As warmer weather signals the beginning of summer in the US, women are finally ditching their cable-knit sweaters and winter coats for light and airy fashion. The sundress is a staple of summer clothing, so much so that it’s even sparked internet discourse over men’s bizarre obsession with the milkmaid-style frock.

But when right-leaning media site Evie Magazine – known for publishing what some describe as “trad-wife” content online – decided to sell its own version of the sundress, it quickly backfired. Not because it was such a thinly-veiled attempt at emphasizing traditional gender norms but because, according to customers, it looked “cheap.”

Earlier this month, Evie Magazine unveiled its Evie Bra Sundress – a yellow, floral print dress with “a built-in bra, hidden pockets, and a thin lining” for both form and function. The dress, available to purchase in “Limoncello Floral” and “Bianca Floral,” comes with a “dainty string bow, a sweetheart neckline, and frilly ruffles” to perfectly tap into one’s ultimate feminine energy.

Brittany Martinez, the founder and editor in chief of Evie Magazine, didn’t shy away from admitting that the sundress was indeed made for the purpose of attracting men.

“Hard at work solving the population crisis with this groundbreaking fertility tech,” she wrote in one post on X, formerly Twitter, with a link to the sundress.

“Husbands, buy this for your wives. Side effects may include an unplanned pregnancy,” Martinez said in another.

However, customers soon noticed that the fabric of the dress – which was proudly advertised online as being manufactured in the US – was made of rayon, a semi-synthetic fiber. Not only was the clothing item made from the same type of fabric found on fast fashion sites like Shein or Forever 21, but it was also priced at $129.

The Evie sundress – which had professed to single-handedly help conservative women find husbands this summer – was instantly met with an outpouring of negative reviews online, in what became known as #SundressGate.

“Love a yellow dress for my tan skin tone, but this dress looks like something a 17 year old would buy from Shein or Forever 21 for $20,” wrote one fan on Instagram.

“I love y’all but this dress looks cheap and you want me to pay $129 for a rayon dress that can’t go in the washing machine??” another Instagram user commented.

The reviews were a bit less kind on X, formerly Twitter. One user, who referred to themself as “anti-feminist,” described the dress as “fugly” and pointed out how its “immodest” hemline fell just above the knee.

“Claiming to be a dress that can ‘fix fertility’ while being made of a fabric that is an endocrine disrupter is really embarrassing,” said another customer, who griped about the dress’ rayon fabric.

“I love @Evie_Magazine but this new sundress is a letdown,” said another X user, who goes by Christiana on the platform. “There’s no way I’m paying $129 for a dress that’s not even made of natural fibers, not to mention it isn’t flattering even in the model photos.”
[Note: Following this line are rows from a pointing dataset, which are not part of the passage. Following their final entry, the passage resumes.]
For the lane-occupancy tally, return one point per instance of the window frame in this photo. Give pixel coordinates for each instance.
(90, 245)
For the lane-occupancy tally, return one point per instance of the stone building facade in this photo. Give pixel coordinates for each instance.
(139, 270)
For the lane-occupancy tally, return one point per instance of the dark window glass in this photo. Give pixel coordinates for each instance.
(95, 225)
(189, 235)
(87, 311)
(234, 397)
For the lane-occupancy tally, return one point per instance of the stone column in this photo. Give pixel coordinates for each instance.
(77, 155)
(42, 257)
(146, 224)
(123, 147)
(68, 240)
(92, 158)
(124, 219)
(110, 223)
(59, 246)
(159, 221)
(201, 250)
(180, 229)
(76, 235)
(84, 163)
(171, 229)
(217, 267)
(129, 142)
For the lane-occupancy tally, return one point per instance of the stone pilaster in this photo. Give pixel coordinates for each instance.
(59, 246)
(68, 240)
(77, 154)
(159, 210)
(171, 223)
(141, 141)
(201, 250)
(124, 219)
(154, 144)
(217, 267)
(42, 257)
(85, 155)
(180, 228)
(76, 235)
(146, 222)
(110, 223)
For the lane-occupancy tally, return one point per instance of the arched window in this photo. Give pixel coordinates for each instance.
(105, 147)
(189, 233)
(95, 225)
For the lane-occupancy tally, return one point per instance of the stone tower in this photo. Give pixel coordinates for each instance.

“This dress doesn’t look high quality; it doesn’t feel timeless, like it can be worn year after year and still be classic. It looks like something I could find at TJ Maxx,” said Christiana, who described herself in her bio as “God’s laughing daughter”.

At first, Evie Magazine’s foray into fashion with a quintessential sundress seemed like the perfect move for a company described as “Gen Z Cosmopolitan for the far right.” However, perhaps it’s downfall occurred because Evie Magazine failed to recognize that people care a lot about sustainable fashion.

Nevertheless, Martinez confirmed in a statement to The Independent that the roll-out of the Evie Dress has actually been a “huge success” for the brand.

“We sold out twice within two days. Our most popular sizes sold out within one hour. The passionate debate between those who liked and disliked the dress for various reasons only fueled its popularity. It’s certainly not for everyone, but neither is anything else,” she said.

As for the backlash over its fabric, the founder explained that the sundress was made from “high-quality” rayon that was “naturally derived fiber from wood pulp, often bamboo or cotton linters”. According to Martinez, the dress was also priced at $129 to reflect its “US manufacturing, the built-in bra, and the limited quantities.”